Mr Brown also advised people using Scotland's transport network today to "give themselves more time".
"Giving yourself that additional time means you get to your destination safely and on time," he added.
"For some parts of Scotland, the weather will particularly become more pronounced through the evening hours. The same advice is true."
Rangers boss Ally McCoist is optimistic about funding talks between former Ibrox director Dave King and the current board, report The Herald and The Scotsman.
On-loan Celtic striker Teemu Pukki says he is tempted to stay at Brondby beyond the January transfer window.
And Sir Alex Ferguson has led the tributes to Glenn Gibbons, the former chief football writer of The Scotsman, who has died aged 69.
Read the rest of the headlines making the back pages here.
Non-smokers who live with a smoker are exposed to three times the officially recommended safe levels of damaging air particles, according to a study.
The researchers found that living with smokers is the same as living in smoke-free homes in heavily polluted cities such as Beijing or London.
They said moving to smoke-free homes could have major health benefits for non-smokers.
The study, published online in the BMJ's Tobacco Control journal, was carried out by researchers at the universities of Edinburgh and Aberdeen.
The worst of the wet weather is across the north east at the moment and it will continue to clear away eastwards and be replaced by showers throughout the day.
We are looking at some snow over the hills, the Highlands and Grampian. There will be a few wintry showers over the highest road routes, but nothing will settle.
It will stay cold throughout the day - highs of eight or nine degrees, falling to four or five in the showers. It is the winds that are of concern throughout the day. A Met Office Yellow 'Be Aware' warning is in force - gusts of 60 to 70mph across the west, up to 80mph for Orkney, 50-55mph across the central belt.

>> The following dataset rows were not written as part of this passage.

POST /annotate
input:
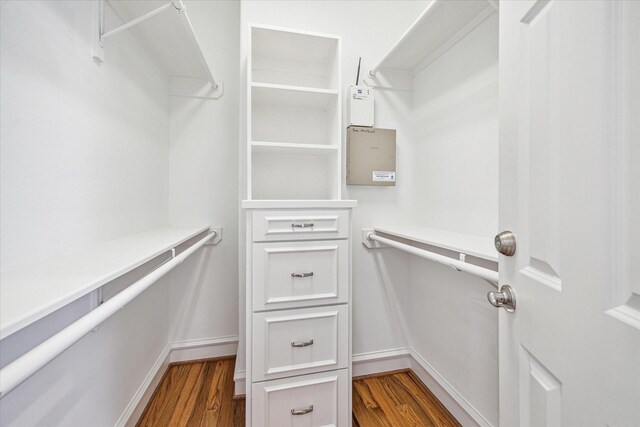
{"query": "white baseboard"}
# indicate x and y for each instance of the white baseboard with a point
(178, 351)
(204, 348)
(381, 361)
(134, 410)
(459, 407)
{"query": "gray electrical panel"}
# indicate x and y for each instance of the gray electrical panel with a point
(371, 156)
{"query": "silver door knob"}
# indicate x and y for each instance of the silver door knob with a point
(505, 298)
(505, 243)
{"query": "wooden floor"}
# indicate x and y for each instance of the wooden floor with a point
(195, 394)
(200, 393)
(397, 399)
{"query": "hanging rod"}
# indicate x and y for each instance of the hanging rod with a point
(179, 6)
(31, 362)
(485, 273)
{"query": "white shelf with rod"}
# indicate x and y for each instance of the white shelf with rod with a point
(412, 239)
(442, 24)
(292, 148)
(164, 29)
(31, 362)
(29, 294)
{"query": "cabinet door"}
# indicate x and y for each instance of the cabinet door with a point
(309, 400)
(294, 342)
(296, 274)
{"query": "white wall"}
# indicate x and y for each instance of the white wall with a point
(455, 110)
(204, 182)
(455, 129)
(85, 159)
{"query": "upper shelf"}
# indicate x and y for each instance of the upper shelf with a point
(292, 96)
(29, 294)
(477, 246)
(164, 28)
(280, 56)
(442, 24)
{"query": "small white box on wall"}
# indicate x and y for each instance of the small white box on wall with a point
(360, 106)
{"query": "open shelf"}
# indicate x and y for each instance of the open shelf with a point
(294, 115)
(477, 246)
(29, 294)
(292, 96)
(442, 24)
(169, 36)
(293, 176)
(289, 148)
(289, 114)
(294, 58)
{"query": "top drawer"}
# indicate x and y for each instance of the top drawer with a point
(300, 225)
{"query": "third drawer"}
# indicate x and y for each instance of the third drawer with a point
(302, 341)
(300, 274)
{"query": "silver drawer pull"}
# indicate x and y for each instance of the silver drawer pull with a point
(302, 225)
(302, 411)
(309, 274)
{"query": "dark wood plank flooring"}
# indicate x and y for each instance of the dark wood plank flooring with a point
(195, 394)
(397, 399)
(200, 393)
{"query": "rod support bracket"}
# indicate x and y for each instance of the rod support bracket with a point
(217, 237)
(369, 243)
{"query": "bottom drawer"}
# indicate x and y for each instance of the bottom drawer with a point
(309, 401)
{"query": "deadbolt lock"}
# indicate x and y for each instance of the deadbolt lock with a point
(505, 243)
(505, 298)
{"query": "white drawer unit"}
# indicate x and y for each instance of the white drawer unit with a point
(299, 274)
(294, 342)
(310, 401)
(282, 225)
(295, 325)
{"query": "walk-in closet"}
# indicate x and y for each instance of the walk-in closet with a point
(276, 213)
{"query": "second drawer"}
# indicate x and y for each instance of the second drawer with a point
(297, 274)
(295, 342)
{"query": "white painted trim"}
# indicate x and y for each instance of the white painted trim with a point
(381, 361)
(142, 396)
(240, 380)
(178, 351)
(459, 407)
(204, 348)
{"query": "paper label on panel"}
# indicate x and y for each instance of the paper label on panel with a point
(384, 176)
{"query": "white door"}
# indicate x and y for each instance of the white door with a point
(570, 191)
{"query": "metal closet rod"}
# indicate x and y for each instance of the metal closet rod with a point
(179, 6)
(31, 362)
(485, 273)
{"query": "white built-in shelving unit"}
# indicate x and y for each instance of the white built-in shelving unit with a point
(293, 128)
(164, 29)
(31, 293)
(442, 24)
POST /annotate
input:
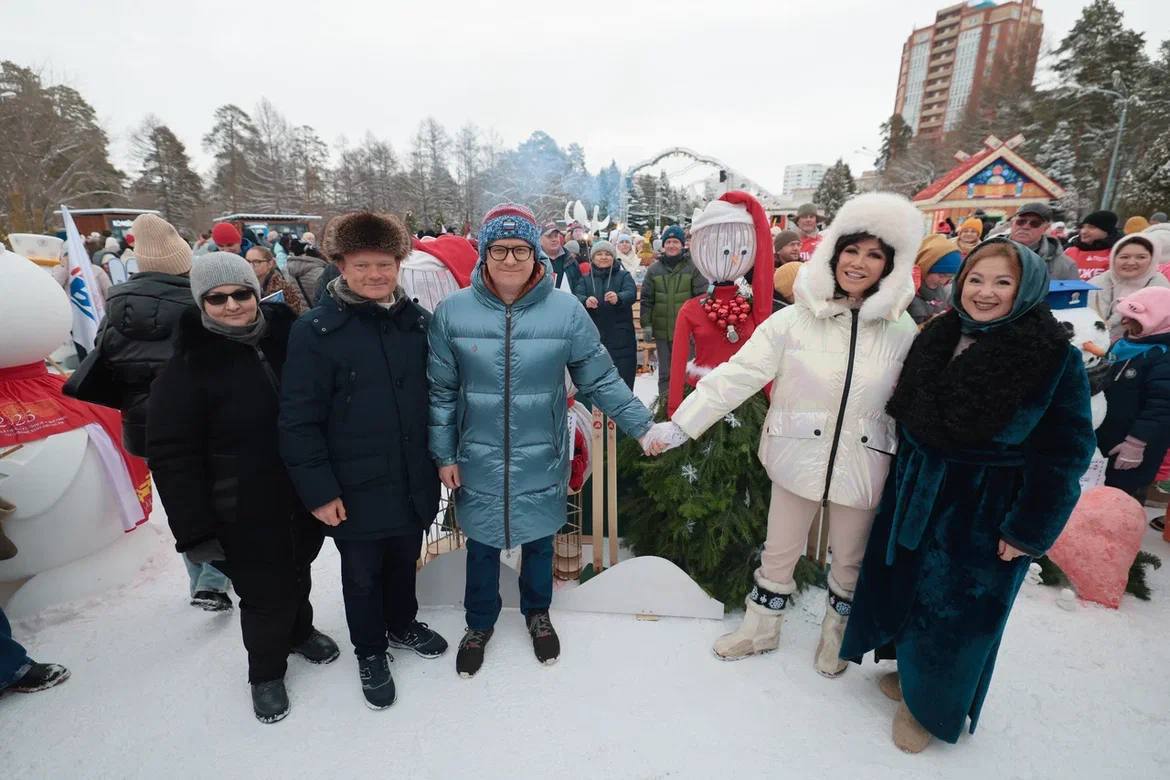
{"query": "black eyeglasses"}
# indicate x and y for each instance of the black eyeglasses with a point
(521, 254)
(220, 298)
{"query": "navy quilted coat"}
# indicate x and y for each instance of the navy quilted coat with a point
(499, 404)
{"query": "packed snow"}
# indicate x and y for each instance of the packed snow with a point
(159, 689)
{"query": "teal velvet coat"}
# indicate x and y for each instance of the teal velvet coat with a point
(931, 586)
(499, 404)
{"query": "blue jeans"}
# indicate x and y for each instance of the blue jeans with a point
(481, 599)
(205, 577)
(14, 661)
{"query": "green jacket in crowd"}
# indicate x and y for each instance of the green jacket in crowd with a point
(669, 283)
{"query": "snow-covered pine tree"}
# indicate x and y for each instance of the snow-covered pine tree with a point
(166, 180)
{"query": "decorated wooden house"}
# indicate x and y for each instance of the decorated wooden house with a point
(996, 180)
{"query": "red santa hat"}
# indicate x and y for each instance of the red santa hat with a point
(763, 271)
(454, 252)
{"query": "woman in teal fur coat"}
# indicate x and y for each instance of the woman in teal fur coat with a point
(995, 433)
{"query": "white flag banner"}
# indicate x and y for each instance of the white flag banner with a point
(88, 308)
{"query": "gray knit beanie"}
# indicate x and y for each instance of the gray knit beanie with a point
(215, 268)
(601, 246)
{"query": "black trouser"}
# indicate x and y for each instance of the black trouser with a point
(269, 568)
(378, 586)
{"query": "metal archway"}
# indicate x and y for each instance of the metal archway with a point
(734, 179)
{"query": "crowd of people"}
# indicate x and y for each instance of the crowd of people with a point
(282, 393)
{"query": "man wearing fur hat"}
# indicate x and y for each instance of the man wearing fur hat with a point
(499, 419)
(353, 436)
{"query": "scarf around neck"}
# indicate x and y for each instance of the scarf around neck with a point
(956, 401)
(250, 335)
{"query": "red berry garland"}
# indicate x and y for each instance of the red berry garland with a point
(727, 315)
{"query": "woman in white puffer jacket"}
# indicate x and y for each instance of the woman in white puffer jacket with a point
(833, 359)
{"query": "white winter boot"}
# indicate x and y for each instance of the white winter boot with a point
(761, 629)
(832, 632)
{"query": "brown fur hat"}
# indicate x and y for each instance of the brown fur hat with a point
(358, 230)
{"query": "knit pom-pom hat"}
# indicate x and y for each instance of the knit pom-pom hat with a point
(509, 221)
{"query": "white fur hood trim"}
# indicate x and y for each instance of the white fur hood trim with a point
(890, 218)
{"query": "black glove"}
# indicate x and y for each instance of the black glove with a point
(206, 552)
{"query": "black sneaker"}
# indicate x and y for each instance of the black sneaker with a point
(211, 601)
(317, 648)
(269, 701)
(470, 651)
(545, 642)
(377, 682)
(420, 639)
(39, 677)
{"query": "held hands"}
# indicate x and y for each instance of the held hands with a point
(449, 476)
(662, 436)
(331, 513)
(1007, 552)
(1130, 453)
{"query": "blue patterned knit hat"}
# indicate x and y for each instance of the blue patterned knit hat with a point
(509, 221)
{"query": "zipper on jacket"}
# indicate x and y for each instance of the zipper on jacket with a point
(507, 423)
(840, 412)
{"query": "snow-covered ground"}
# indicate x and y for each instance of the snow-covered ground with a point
(159, 689)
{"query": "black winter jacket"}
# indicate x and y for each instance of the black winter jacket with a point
(133, 344)
(353, 416)
(1138, 395)
(212, 433)
(614, 322)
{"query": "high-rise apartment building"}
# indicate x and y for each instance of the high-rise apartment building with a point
(947, 64)
(806, 175)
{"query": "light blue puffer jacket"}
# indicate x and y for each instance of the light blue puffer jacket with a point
(499, 404)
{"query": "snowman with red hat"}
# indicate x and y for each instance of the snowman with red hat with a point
(704, 503)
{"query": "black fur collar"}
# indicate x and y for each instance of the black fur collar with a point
(965, 401)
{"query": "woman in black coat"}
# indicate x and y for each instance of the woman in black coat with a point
(213, 442)
(608, 292)
(1135, 434)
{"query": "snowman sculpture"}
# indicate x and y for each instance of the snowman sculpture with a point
(436, 268)
(729, 237)
(71, 491)
(1068, 301)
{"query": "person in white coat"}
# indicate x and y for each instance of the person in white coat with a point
(827, 444)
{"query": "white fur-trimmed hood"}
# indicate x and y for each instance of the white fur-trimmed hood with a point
(890, 218)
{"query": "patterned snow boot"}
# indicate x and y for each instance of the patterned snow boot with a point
(832, 632)
(761, 629)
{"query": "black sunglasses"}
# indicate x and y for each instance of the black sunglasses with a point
(220, 298)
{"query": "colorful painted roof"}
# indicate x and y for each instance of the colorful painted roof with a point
(995, 172)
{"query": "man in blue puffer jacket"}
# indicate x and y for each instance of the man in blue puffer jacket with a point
(499, 419)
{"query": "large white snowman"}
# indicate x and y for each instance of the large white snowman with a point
(73, 495)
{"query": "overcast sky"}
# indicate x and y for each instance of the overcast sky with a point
(758, 84)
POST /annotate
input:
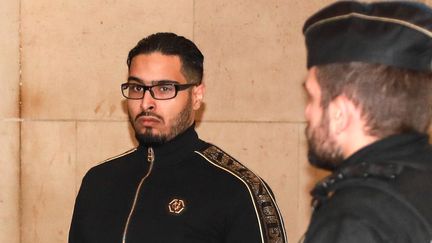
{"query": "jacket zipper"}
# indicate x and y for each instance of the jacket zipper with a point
(150, 159)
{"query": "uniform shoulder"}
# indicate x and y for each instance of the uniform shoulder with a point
(354, 212)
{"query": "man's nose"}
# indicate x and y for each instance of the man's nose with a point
(148, 102)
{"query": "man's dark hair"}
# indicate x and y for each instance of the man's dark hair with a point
(171, 44)
(392, 100)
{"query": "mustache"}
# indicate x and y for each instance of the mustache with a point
(148, 114)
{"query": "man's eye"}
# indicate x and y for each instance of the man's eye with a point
(135, 88)
(165, 88)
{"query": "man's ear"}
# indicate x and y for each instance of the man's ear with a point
(197, 96)
(340, 114)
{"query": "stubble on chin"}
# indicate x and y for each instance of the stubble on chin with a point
(153, 136)
(323, 150)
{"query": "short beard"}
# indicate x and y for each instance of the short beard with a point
(323, 152)
(180, 124)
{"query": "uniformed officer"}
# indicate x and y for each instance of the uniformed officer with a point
(368, 113)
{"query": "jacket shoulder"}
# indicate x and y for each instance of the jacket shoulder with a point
(267, 211)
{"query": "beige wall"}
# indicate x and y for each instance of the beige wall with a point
(9, 121)
(71, 116)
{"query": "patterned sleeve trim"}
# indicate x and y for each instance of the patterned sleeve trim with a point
(268, 215)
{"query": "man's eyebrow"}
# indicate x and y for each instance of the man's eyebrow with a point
(133, 78)
(164, 81)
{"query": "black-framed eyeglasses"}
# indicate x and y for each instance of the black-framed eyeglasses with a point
(160, 91)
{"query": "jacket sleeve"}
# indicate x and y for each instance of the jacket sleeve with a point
(347, 229)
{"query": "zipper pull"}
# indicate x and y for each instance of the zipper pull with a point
(150, 155)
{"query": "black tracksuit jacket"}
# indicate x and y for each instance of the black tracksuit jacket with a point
(192, 192)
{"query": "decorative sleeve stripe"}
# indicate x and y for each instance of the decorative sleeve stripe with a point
(120, 155)
(268, 215)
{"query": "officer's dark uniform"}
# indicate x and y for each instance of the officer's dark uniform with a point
(382, 193)
(183, 191)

Those strong winds will transfer to the north east through the day.
The Scottish Sun and the Daily Record lead with an alleged assault on Celtic goalkeeper Lukasz Zaluska.
Meanwhile, The Scotsman looks at statistics which it says shows an increase in the number of assaults on teachers.
Blustery, but we're managing! Main problem around many roads from Inverness to Borders are leaves and falling branches around wooded areas. Cal Mac services Arran 08:20 from Brodick & 09:45 from Ardrossan have been cancelled.